Notting Hill Arts Club gig review by Stevie Chick.  NME 3rd March 2000.

Dawn Of The Replicants/ I Am Kloot
"You've got blood on your legs," murmurs I Am Kloot's Johnny Bramwell from the darkness, "I'm in love with you". It's the opening gambit of an afternoon of acoustic reverie in the hands of two most idiosyncratic bands, ripping at the tapestry of rock and weaving shocking new shapes from their own with immeasurable grace.

Mancunian trio I Am Kloot aren't as befuddling or vague as their name.
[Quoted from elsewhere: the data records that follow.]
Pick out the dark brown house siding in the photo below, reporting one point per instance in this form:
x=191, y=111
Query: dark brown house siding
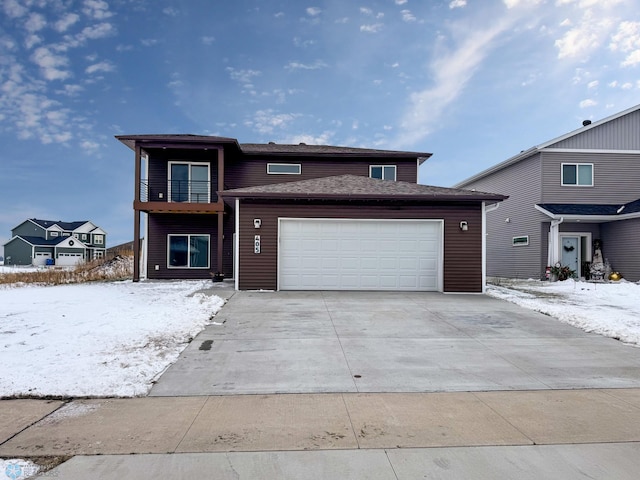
x=462, y=250
x=251, y=172
x=165, y=224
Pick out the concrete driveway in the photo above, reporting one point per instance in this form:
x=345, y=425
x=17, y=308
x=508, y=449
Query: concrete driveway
x=328, y=342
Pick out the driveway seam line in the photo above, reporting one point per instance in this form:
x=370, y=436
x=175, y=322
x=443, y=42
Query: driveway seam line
x=340, y=343
x=346, y=408
x=475, y=395
x=186, y=432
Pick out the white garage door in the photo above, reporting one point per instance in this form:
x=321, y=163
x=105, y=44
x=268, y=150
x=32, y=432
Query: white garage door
x=68, y=259
x=349, y=254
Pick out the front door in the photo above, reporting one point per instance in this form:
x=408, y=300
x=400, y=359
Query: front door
x=570, y=253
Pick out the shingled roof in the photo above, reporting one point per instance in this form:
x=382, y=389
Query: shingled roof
x=359, y=187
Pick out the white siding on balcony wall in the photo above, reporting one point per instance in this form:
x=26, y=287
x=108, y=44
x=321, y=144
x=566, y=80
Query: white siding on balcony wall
x=521, y=182
x=616, y=178
x=617, y=134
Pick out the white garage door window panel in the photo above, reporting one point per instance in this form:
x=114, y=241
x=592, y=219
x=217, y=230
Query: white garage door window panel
x=355, y=254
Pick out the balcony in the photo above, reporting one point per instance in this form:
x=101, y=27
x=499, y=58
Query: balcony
x=179, y=196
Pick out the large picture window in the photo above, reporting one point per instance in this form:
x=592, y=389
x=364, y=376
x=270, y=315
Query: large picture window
x=383, y=172
x=577, y=174
x=189, y=182
x=188, y=251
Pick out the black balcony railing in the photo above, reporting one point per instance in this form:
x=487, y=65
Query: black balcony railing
x=180, y=191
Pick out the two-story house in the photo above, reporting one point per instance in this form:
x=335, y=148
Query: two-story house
x=310, y=217
x=41, y=242
x=563, y=196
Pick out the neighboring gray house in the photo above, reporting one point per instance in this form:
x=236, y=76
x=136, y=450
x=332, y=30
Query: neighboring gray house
x=563, y=195
x=42, y=242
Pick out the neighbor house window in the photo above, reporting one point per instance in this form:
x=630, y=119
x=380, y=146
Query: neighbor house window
x=578, y=174
x=383, y=172
x=520, y=241
x=284, y=168
x=188, y=251
x=189, y=182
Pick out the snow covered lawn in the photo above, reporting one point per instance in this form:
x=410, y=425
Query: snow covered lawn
x=97, y=339
x=609, y=309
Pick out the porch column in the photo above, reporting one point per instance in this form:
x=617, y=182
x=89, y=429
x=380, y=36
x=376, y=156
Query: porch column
x=136, y=216
x=220, y=213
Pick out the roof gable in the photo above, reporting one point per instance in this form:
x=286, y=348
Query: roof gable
x=359, y=187
x=596, y=135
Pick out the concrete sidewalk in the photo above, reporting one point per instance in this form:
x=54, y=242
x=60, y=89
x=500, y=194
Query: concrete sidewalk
x=317, y=422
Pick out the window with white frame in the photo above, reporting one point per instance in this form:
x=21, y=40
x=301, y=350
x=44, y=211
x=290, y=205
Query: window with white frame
x=284, y=168
x=188, y=251
x=189, y=182
x=577, y=174
x=382, y=172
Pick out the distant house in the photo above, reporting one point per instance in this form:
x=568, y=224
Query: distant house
x=301, y=217
x=42, y=242
x=565, y=194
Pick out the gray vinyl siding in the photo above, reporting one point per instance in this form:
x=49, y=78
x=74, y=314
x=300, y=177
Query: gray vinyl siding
x=521, y=182
x=29, y=229
x=17, y=252
x=620, y=247
x=618, y=134
x=616, y=178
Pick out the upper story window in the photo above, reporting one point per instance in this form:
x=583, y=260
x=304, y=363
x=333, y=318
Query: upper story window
x=383, y=172
x=188, y=251
x=189, y=182
x=577, y=174
x=284, y=168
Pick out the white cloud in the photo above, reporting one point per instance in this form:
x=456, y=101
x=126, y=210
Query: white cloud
x=13, y=9
x=35, y=23
x=66, y=21
x=172, y=12
x=243, y=76
x=407, y=16
x=627, y=40
x=100, y=67
x=96, y=9
x=374, y=28
x=51, y=64
x=267, y=121
x=317, y=65
x=451, y=73
x=31, y=40
x=588, y=103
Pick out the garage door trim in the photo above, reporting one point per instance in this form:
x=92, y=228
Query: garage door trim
x=440, y=238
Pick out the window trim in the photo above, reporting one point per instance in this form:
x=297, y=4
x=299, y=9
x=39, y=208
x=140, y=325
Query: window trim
x=520, y=243
x=188, y=235
x=395, y=171
x=576, y=165
x=299, y=165
x=190, y=164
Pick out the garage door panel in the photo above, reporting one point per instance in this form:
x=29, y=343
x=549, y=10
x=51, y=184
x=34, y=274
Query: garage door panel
x=359, y=254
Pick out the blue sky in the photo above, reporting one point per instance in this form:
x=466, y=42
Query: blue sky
x=474, y=82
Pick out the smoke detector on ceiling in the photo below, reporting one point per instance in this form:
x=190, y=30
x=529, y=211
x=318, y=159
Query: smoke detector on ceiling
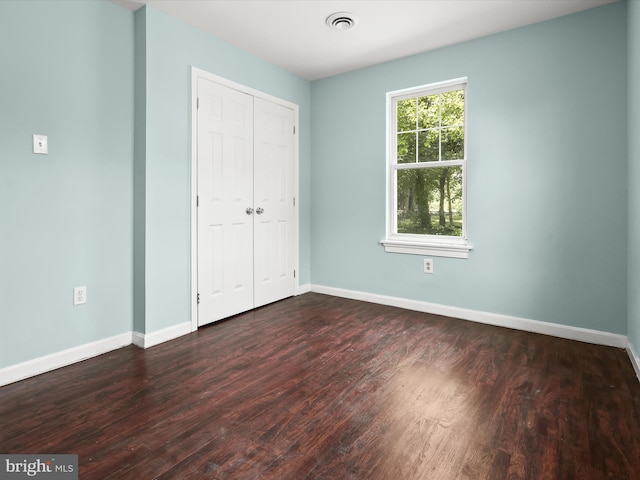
x=341, y=21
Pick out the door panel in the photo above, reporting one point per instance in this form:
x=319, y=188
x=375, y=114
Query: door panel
x=274, y=183
x=225, y=190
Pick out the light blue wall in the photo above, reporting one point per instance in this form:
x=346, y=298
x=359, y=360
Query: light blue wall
x=65, y=218
x=633, y=327
x=172, y=48
x=547, y=199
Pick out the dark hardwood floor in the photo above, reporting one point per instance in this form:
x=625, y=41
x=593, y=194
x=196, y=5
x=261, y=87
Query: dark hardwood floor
x=317, y=387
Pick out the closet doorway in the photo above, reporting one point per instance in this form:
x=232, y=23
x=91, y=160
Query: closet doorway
x=245, y=184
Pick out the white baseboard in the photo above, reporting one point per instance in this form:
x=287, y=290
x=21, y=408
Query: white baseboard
x=57, y=360
x=147, y=340
x=536, y=326
x=635, y=360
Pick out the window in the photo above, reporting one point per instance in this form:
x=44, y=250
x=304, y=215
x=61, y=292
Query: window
x=426, y=170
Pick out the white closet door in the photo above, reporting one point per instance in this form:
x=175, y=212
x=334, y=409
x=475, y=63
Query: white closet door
x=225, y=191
x=274, y=220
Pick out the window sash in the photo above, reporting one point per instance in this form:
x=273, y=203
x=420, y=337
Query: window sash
x=393, y=167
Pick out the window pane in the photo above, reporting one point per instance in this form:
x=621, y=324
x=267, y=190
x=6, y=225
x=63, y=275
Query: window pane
x=453, y=108
x=406, y=148
x=428, y=146
x=453, y=143
x=429, y=201
x=428, y=112
x=406, y=115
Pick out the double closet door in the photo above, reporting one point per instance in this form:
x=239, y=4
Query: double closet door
x=246, y=204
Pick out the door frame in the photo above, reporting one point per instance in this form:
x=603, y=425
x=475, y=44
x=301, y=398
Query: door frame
x=197, y=73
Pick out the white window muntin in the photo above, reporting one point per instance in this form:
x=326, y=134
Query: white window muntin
x=414, y=243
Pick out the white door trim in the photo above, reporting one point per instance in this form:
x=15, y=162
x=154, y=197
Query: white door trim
x=195, y=74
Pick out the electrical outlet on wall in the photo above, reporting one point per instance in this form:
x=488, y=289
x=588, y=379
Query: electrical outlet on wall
x=79, y=295
x=427, y=265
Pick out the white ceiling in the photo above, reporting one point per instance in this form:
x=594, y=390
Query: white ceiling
x=293, y=35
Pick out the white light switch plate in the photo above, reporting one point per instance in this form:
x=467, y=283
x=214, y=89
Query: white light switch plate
x=40, y=144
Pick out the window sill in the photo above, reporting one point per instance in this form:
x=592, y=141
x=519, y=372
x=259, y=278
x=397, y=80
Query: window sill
x=456, y=249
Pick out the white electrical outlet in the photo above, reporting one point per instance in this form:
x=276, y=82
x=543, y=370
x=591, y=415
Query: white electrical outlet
x=40, y=144
x=427, y=266
x=79, y=295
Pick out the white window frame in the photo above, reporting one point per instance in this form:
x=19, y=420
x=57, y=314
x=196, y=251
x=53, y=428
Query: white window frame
x=436, y=245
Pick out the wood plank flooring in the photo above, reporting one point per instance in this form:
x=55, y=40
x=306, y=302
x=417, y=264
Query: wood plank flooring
x=318, y=387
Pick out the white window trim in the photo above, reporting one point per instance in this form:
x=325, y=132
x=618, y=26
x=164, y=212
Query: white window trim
x=454, y=247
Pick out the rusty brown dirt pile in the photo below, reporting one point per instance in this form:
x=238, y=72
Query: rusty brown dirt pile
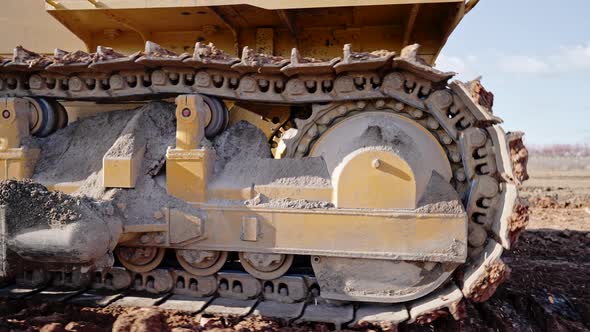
x=548, y=291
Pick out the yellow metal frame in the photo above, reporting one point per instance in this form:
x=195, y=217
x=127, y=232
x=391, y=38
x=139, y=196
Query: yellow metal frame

If singer/guitarist Johnny Bramwell's hauntingly Lennon-esque vocals are what initially catch your attention, you are also swiftly seduced by his simple, graceful songs, deliciously rendered here on fragile guitar, cresting bass and gently rumbling drums. More timeless than classicist, I Am Kloot are expert navigators of the bedsit soul. A single, 'Titanic', awaits your purchase.

Back from record label purgatory, Dawn Of The Replicants unveil a batch of new material, distorted brilliance that recalls Led Zeppelin's third album, left to warp in the sun. Songs like 'Hollywood Hills', stripped bare of FX and extraneous carnival noises, are deft mixtures of gentle psychedelia and skewed pop, only a critical few degrees astray from the mainstream.

The tired argument that DOTR have a tendency towards bloody-minded abstraction doesn't hold this afternoon. In this pared-down state, the simplicity of their songs, their addictively fried melodicism, are revealed. If they resist the over-elaborate productions which have sometimes sunk their records, this could be the beginning of a remarkable second wind.